Il y a aussi un « feu jaune » du côté de Bombardier Transport, selon Yan Cimon, alors que l’entreprise a du mal avec ses chaînes d’approvisionnement et avec certains fournisseurs. Bombardier a révisé à la baisse ses prévisions de revenus pour 2019 dans sa division ferroviaire.

Deux sièges sociaux en jeu?

Transat et SNC-Lavalin, de leur côté, pourraient faire l’objet d’une acquisition et déménager leurs pénates à l’extérieur du Québec. Dans le cas de Transat, le gouvernement Legault s’active pour éviter que Montréal perde ce siège social. Et le premier ministre, qui se trouve être le cofondateur de l’entreprise, et son ministre de l’Économie font tout en leur pouvoir pour encourager des acheteurs québécois à s’avancer en leur promettant un accompagnement d’Investissement Québec.

Pour ce qui est de SNC-Lavalin, l’entreprise s’est engagée à maintenir son siège social à Montréal jusqu’en 2024. Mais, dans les faits, le PDG Neil Bruce multiplie les avertissements depuis quelques semaines : les employés sont démoralisés, la crise politique à Ottawa à propos de l’accord de réparation refusé à SNC-Lavalin a fait perdre pour 6 milliards de dollars de contrats à l’entreprise. Des rumeurs de changement de noms circulent régulièrement à propos des activités de l’entreprise ailleurs dans le monde.

Même si SNC ne prévoit pas déplacer le siège social à court terme, et qu’elle se dit très fière d’être une entreprise canadienne, Neil Bruce a confirmé à RDI économie qu'un départ de Montréal « est une éventualité ». Le PDG a dit : « nous voulons rester à Montréal », ce qui suppose bien, si l'on s’intéresse au sous-texte, que l’entreprise pourrait partir.

Autrement dit, si l’entreprise subit un procès et est reconnue coupable d’activités criminelles, il lui sera difficile de poursuivre des activités normales au Canada. Le PDG Neil Bruce s’exprime clairement sur les périls qui guettent l’entreprise depuis le mois de mars. Il serait imprudent de ne pas y prêter attention.

Des actionnaires déçus

Il y a bien sûr des champions du Québec inc. qui réussissent très bien. On pense encore à CGI, Couche-Tard, Metro, notamment, qui annoncent des revenus et des profits en croissance. Mais l’avenir de Bombardier, Transat et SNC-Lavalin est préoccupant.

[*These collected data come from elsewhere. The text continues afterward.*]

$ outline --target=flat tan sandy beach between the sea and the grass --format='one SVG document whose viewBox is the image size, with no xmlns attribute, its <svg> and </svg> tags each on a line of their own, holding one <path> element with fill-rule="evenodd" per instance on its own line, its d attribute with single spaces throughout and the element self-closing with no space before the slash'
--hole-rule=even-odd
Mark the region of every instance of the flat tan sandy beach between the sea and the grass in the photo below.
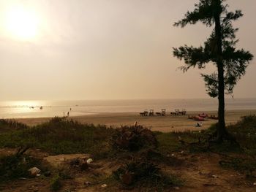
<svg viewBox="0 0 256 192">
<path fill-rule="evenodd" d="M 200 112 L 188 112 L 188 115 L 197 115 Z M 205 112 L 208 115 L 217 115 L 217 112 Z M 255 115 L 256 110 L 236 110 L 226 112 L 226 124 L 236 123 L 244 115 Z M 21 123 L 26 123 L 29 126 L 34 126 L 39 123 L 44 123 L 50 118 L 19 118 L 17 119 Z M 112 126 L 114 128 L 118 126 L 131 126 L 138 121 L 142 126 L 151 128 L 152 131 L 186 131 L 186 130 L 200 130 L 203 128 L 208 128 L 211 124 L 216 123 L 217 120 L 206 119 L 203 121 L 203 126 L 201 128 L 195 127 L 197 121 L 188 119 L 187 115 L 170 115 L 167 112 L 166 116 L 140 116 L 135 112 L 118 113 L 118 112 L 108 112 L 108 113 L 97 113 L 91 115 L 83 115 L 78 117 L 70 117 L 69 119 L 78 120 L 80 123 L 93 123 L 105 124 L 107 126 Z"/>
</svg>

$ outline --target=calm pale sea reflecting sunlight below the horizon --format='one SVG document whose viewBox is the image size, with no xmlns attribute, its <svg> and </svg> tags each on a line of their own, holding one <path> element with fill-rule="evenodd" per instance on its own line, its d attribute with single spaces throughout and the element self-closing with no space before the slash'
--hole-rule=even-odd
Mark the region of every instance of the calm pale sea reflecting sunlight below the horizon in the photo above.
<svg viewBox="0 0 256 192">
<path fill-rule="evenodd" d="M 40 109 L 42 107 L 42 109 Z M 85 101 L 0 101 L 0 118 L 80 116 L 102 112 L 143 112 L 176 109 L 217 111 L 217 99 L 145 99 Z M 256 110 L 256 99 L 226 99 L 225 110 Z"/>
</svg>

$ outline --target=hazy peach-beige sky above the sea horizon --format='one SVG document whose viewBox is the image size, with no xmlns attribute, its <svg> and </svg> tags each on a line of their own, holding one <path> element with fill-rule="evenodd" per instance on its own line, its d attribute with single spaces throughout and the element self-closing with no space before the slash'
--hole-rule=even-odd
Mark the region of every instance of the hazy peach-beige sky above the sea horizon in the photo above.
<svg viewBox="0 0 256 192">
<path fill-rule="evenodd" d="M 211 29 L 174 28 L 197 0 L 0 0 L 0 100 L 207 98 L 172 47 L 202 45 Z M 242 9 L 239 47 L 256 56 L 256 1 Z M 214 70 L 213 67 L 206 72 Z M 252 61 L 235 97 L 256 97 Z"/>
</svg>

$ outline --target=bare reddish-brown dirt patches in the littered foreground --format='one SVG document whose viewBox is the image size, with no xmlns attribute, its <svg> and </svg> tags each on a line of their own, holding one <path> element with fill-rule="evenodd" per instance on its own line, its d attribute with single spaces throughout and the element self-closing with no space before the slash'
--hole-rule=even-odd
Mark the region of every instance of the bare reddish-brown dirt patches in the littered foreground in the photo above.
<svg viewBox="0 0 256 192">
<path fill-rule="evenodd" d="M 15 149 L 0 149 L 0 155 L 11 153 L 15 153 Z M 43 153 L 40 150 L 29 150 L 26 153 L 44 159 L 45 164 L 57 167 L 61 164 L 67 164 L 66 162 L 72 158 L 90 157 L 89 154 L 48 155 L 48 153 Z M 232 169 L 223 169 L 219 166 L 219 160 L 222 159 L 221 155 L 214 153 L 173 153 L 170 154 L 170 156 L 176 157 L 182 163 L 178 166 L 159 164 L 159 167 L 167 173 L 180 176 L 184 180 L 184 185 L 181 187 L 170 188 L 167 191 L 256 191 L 256 185 L 253 185 L 253 183 L 256 182 L 256 178 L 254 180 L 248 180 L 243 173 L 236 172 Z M 72 172 L 75 177 L 64 180 L 60 191 L 125 191 L 122 189 L 121 185 L 115 182 L 113 184 L 108 184 L 105 188 L 102 187 L 102 184 L 105 184 L 105 178 L 110 176 L 113 170 L 116 170 L 119 165 L 120 162 L 118 162 L 118 160 L 100 160 L 93 161 L 86 171 L 74 169 Z M 15 180 L 10 183 L 1 184 L 0 191 L 50 191 L 51 177 L 23 178 Z M 147 190 L 134 188 L 130 191 Z"/>
</svg>

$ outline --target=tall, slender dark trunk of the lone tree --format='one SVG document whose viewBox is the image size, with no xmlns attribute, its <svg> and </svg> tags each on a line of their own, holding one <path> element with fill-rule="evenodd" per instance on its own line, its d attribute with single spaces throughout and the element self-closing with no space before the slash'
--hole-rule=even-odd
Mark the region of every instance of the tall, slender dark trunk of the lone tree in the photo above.
<svg viewBox="0 0 256 192">
<path fill-rule="evenodd" d="M 225 86 L 224 86 L 224 66 L 222 59 L 222 28 L 220 24 L 221 1 L 213 0 L 214 2 L 214 20 L 215 20 L 215 37 L 217 42 L 217 68 L 218 68 L 218 99 L 219 99 L 219 125 L 217 126 L 217 139 L 222 141 L 227 137 L 225 127 Z"/>
</svg>

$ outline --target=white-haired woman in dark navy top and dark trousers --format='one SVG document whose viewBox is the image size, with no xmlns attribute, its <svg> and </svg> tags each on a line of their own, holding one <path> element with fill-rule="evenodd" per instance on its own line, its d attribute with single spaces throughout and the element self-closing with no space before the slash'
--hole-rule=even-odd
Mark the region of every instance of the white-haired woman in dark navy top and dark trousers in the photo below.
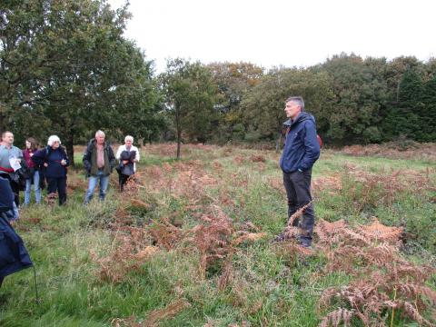
<svg viewBox="0 0 436 327">
<path fill-rule="evenodd" d="M 70 163 L 65 149 L 61 146 L 61 140 L 56 135 L 48 138 L 47 146 L 37 151 L 32 160 L 42 167 L 47 180 L 47 192 L 53 196 L 59 195 L 59 204 L 66 202 L 66 167 Z"/>
</svg>

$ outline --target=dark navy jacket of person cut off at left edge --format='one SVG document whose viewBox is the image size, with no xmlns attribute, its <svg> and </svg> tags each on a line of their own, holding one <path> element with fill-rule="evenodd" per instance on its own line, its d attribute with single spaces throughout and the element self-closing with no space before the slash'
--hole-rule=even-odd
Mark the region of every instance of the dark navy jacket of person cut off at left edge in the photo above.
<svg viewBox="0 0 436 327">
<path fill-rule="evenodd" d="M 13 202 L 14 193 L 9 182 L 0 177 L 0 281 L 13 272 L 33 265 L 23 240 L 5 217 L 5 212 L 12 209 Z"/>
</svg>

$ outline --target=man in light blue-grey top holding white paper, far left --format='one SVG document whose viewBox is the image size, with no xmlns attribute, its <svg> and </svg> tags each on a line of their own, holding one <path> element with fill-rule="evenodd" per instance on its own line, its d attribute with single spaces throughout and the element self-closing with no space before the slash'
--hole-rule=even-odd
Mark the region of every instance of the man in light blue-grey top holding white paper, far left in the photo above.
<svg viewBox="0 0 436 327">
<path fill-rule="evenodd" d="M 20 164 L 23 159 L 23 152 L 14 146 L 14 134 L 9 131 L 2 133 L 2 144 L 0 145 L 0 170 L 8 173 L 9 183 L 14 192 L 14 202 L 18 207 L 20 204 L 20 185 L 19 176 L 11 163 Z"/>
</svg>

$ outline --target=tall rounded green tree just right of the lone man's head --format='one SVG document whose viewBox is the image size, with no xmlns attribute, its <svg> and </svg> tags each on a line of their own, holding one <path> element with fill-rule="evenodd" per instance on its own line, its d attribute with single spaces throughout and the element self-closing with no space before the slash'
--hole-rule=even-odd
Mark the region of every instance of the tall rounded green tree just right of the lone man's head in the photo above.
<svg viewBox="0 0 436 327">
<path fill-rule="evenodd" d="M 387 85 L 379 64 L 340 54 L 322 69 L 330 76 L 334 94 L 328 137 L 340 144 L 381 141 L 380 113 L 387 102 Z"/>
</svg>

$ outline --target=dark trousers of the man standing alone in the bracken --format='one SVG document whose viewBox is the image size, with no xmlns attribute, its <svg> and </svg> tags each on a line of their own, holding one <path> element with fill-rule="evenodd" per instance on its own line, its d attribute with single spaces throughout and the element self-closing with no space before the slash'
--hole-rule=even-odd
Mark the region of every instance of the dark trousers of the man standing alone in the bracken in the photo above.
<svg viewBox="0 0 436 327">
<path fill-rule="evenodd" d="M 312 201 L 311 194 L 312 169 L 305 172 L 283 173 L 283 184 L 288 197 L 288 219 L 302 206 Z M 312 243 L 313 224 L 315 213 L 313 204 L 309 205 L 302 213 L 302 219 L 295 219 L 292 223 L 301 228 L 300 239 L 305 243 Z"/>
</svg>

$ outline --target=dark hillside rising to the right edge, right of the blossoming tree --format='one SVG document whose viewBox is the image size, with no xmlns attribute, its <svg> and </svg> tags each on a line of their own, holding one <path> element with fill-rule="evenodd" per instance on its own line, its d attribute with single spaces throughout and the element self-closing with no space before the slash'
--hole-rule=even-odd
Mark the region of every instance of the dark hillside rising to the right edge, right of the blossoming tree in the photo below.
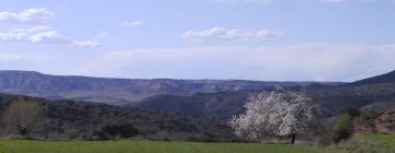
<svg viewBox="0 0 395 153">
<path fill-rule="evenodd" d="M 329 109 L 352 106 L 383 111 L 395 106 L 395 71 L 332 87 L 311 87 L 308 94 Z"/>
</svg>

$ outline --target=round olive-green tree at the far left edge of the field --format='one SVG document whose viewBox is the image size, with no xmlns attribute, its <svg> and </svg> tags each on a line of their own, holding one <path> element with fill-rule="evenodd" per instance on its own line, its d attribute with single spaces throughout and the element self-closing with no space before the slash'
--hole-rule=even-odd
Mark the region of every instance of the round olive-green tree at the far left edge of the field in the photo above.
<svg viewBox="0 0 395 153">
<path fill-rule="evenodd" d="M 34 102 L 16 101 L 8 106 L 3 122 L 9 131 L 30 137 L 32 130 L 42 123 L 43 108 Z"/>
</svg>

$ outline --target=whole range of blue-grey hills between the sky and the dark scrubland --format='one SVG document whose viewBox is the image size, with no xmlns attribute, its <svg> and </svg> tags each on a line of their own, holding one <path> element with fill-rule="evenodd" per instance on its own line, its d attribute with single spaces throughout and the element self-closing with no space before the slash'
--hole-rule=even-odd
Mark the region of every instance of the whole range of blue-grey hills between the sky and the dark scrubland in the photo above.
<svg viewBox="0 0 395 153">
<path fill-rule="evenodd" d="M 348 106 L 382 111 L 395 105 L 395 71 L 351 83 L 106 79 L 0 71 L 1 93 L 126 104 L 127 107 L 140 109 L 221 118 L 242 113 L 249 94 L 270 91 L 275 85 L 289 90 L 305 89 L 316 103 L 332 115 Z"/>
</svg>

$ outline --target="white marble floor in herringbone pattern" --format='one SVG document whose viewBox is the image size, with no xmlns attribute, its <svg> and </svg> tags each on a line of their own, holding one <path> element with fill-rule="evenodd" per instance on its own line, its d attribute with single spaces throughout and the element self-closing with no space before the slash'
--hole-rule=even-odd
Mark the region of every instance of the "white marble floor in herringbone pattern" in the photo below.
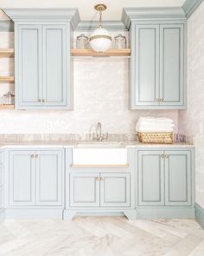
<svg viewBox="0 0 204 256">
<path fill-rule="evenodd" d="M 204 256 L 204 230 L 194 220 L 5 220 L 0 255 Z"/>
</svg>

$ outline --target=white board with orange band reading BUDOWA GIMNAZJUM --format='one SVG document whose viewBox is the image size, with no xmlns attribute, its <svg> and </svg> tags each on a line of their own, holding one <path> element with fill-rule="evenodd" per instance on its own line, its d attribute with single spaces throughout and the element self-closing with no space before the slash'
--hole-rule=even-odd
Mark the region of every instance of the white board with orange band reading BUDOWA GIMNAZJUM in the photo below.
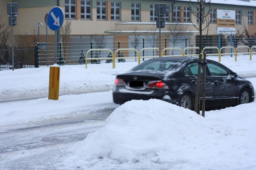
<svg viewBox="0 0 256 170">
<path fill-rule="evenodd" d="M 217 10 L 217 34 L 236 34 L 235 10 Z"/>
</svg>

Les actionnaires québécois sont en droit d’être déçus de leurs « fleurons ». Bombardier patauge autour de deux dollars, malgré les promesses et l’optimisme du PDG Bellemare. L’action de Transat a perdu la moitié de sa valeur l’automne dernier, et il a fallu qu’on annonce que des acheteurs s’intéressent à l’entreprise pour redonner de la vigueur au titre. Quant à SNC-Lavalin, elle touche son plancher d’octobre 2008.

Il est clair que la direction de Bombardier travaille d’arrache-pied pour pérenniser le modèle d’affaires de l’entreprise, dont le contrôle demeure entre les mains des familles Beaudoin et Bombardier. Il est clair aussi que Jean-Marc Eustache n’espère certainement pas voir son bébé – Transat A.T. – s’envoler entre les mains d’un concurrent. Il est tout aussi clair que SNC-Lavalin cherche des moyens de s’extirper de la crise politique qui ébranle la conduite de ses affaires et qui ne s’éteint pas.

Mais, aujourd’hui, force est de constater que le ciel est menaçant.